SandiFakta.com – Di tengah gempuran isu tunjangan pejabat, kasus perdagangan orang, dan sorotan terhadap aparat yang represif, publik Indonesia semakin lantang menyuarakan satu hal: keadilan yang sejati masih terasa jauh dari jangkauan.
Gelombang demonstrasi yang melanda berbagai daerah, termasuk Jawa Barat, bukan sekadar reaksi spontan. Ini adalah akumulasi kekecewaan terhadap sistem hukum dan politik yang dinilai tidak berpihak pada rakyat.
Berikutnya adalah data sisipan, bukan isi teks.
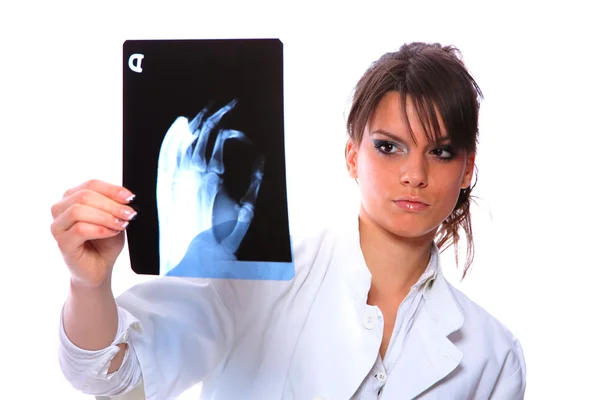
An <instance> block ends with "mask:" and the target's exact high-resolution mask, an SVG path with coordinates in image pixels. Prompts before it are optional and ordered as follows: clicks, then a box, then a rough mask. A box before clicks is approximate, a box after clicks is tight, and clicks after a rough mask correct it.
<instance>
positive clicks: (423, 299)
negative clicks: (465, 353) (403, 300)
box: [383, 271, 464, 399]
mask: <svg viewBox="0 0 600 400" xmlns="http://www.w3.org/2000/svg"><path fill="white" fill-rule="evenodd" d="M463 323H464V315H463V313H462V311H461V309H460V307H459V306H458V304H457V302H456V300H455V298H454V296H453V295H452V293H451V292H450V288H449V287H448V282H447V281H446V280H445V279H444V277H443V276H442V274H441V271H439V272H438V277H437V278H436V279H435V281H434V282H433V285H432V286H431V288H430V289H428V290H427V291H426V293H425V294H424V295H423V303H422V304H421V307H420V309H419V311H418V312H417V315H416V316H415V319H414V321H413V326H412V328H411V329H410V331H409V334H408V335H407V337H406V341H405V342H404V346H403V351H402V355H401V356H400V360H399V361H398V364H396V366H395V367H394V369H393V370H392V371H391V375H392V376H391V379H389V380H388V383H386V386H385V388H384V391H383V398H384V399H388V398H389V399H414V398H417V397H418V396H419V395H421V394H422V393H423V392H425V391H426V390H428V389H429V388H431V387H432V386H433V385H435V384H436V383H437V382H439V381H440V380H442V379H444V378H445V377H446V376H448V375H449V374H450V373H451V372H452V371H454V369H456V367H457V366H458V365H459V364H460V362H461V360H462V357H463V354H462V352H461V351H460V350H458V349H457V348H456V346H455V345H454V344H453V343H452V342H451V341H450V340H449V339H448V335H449V334H451V333H452V332H454V331H456V330H458V329H460V327H461V326H462V325H463Z"/></svg>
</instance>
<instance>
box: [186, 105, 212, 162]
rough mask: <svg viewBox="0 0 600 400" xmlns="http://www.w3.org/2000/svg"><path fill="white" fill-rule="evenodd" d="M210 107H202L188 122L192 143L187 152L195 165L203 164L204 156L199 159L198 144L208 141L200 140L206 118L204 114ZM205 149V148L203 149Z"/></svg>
mask: <svg viewBox="0 0 600 400" xmlns="http://www.w3.org/2000/svg"><path fill="white" fill-rule="evenodd" d="M209 107H210V106H206V107H204V109H202V111H200V112H199V113H198V114H197V115H196V117H194V119H193V120H192V121H191V122H190V124H189V130H190V132H191V133H192V138H193V140H194V141H193V143H192V146H190V148H189V150H190V153H189V156H190V158H193V159H194V162H195V164H196V165H201V163H202V162H205V161H204V160H203V158H204V154H202V157H200V154H201V153H199V152H200V144H201V142H202V141H203V140H208V137H207V138H206V139H204V138H202V139H201V137H200V136H201V135H200V133H201V131H202V123H203V121H204V118H205V117H206V113H207V112H208V109H209ZM205 148H206V147H205Z"/></svg>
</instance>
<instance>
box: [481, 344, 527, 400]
mask: <svg viewBox="0 0 600 400" xmlns="http://www.w3.org/2000/svg"><path fill="white" fill-rule="evenodd" d="M526 374H527V368H526V365H525V356H524V355H523V349H522V348H521V344H520V342H519V340H518V339H516V338H514V339H513V346H512V349H511V351H509V353H508V355H507V357H506V360H505V362H504V366H503V368H502V370H501V371H500V375H499V377H498V380H497V382H496V386H495V387H494V391H493V392H492V395H491V397H490V399H493V400H522V399H523V398H524V397H525V386H526Z"/></svg>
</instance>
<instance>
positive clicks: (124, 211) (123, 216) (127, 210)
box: [121, 208, 137, 221]
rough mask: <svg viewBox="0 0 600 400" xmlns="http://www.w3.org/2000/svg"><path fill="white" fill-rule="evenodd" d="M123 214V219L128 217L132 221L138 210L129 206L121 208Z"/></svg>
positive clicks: (127, 220) (129, 220)
mask: <svg viewBox="0 0 600 400" xmlns="http://www.w3.org/2000/svg"><path fill="white" fill-rule="evenodd" d="M121 215H123V219H126V220H127V221H131V220H132V219H134V218H135V216H136V215H137V211H132V210H129V209H127V208H124V209H122V210H121Z"/></svg>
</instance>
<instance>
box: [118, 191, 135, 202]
mask: <svg viewBox="0 0 600 400" xmlns="http://www.w3.org/2000/svg"><path fill="white" fill-rule="evenodd" d="M119 197H120V198H122V199H123V200H125V201H126V202H128V203H130V202H131V201H133V199H134V198H135V194H131V193H130V192H128V191H127V190H121V191H120V192H119Z"/></svg>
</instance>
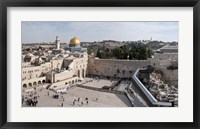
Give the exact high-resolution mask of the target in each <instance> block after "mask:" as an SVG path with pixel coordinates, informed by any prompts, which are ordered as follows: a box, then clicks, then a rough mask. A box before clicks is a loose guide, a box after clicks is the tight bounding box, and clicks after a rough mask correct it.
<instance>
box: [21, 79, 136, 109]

Aksi joget anggota DPR RI dalam Sidang Tahunan MPR, yang bertepatan dengan isu kenaikan tunjangan perumahan Rp 50 juta per bulan, menjadi simbol ketimpangan empati antara wakil rakyat dan masyarakat yang sedang bergulat dengan tekanan ekonomi.
Di sisi lain, kasus Reni Rahmawati, WNI yang diduga menjadi korban perdagangan orang ke Guangzhou, China, membuka luka lama tentang lemahnya perlindungan negara terhadap warganya. Meski Polda Jawa Barat telah menyatakan komitmen untuk menuntaskan kasus ini, publik bertanya: mengapa kasus seperti ini terus berulang?
Menurut hasil survei pada Mei 2025, meski ada kebijakan populis seperti Makan Bergizi Gratis (MBG), tingkat kepercayaan terhadap pemerintah masih terbelah. Banyak warga merasa bahwa kebijakan yang menyentuh langsung kehidupan rakyat justru tertutup oleh wacana elite yang tidak relevan dengan kebutuhan dasar.
Opini publik hari ini bukan sekadar kritik. Ia adalah cermin dari harapan yang belum terpenuhi. Ketika hukum bisa dibeli, ketika pejabat tak tersentuh, dan ketika korban harus berjuang sendiri, maka keadilan bukan lagi milik semua melainkan hak istimewa bagi segelintir.
Indonesia tidak kekurangan hukum, tetapi kekurangan keberanian untuk menegakkannya secara adil. Opini publik adalah suara nurani bangsa. Dan jika suara itu terus diabaikan, maka demokrasi hanya akan menjadi panggung sandiwara, bukan ruang perjuangan.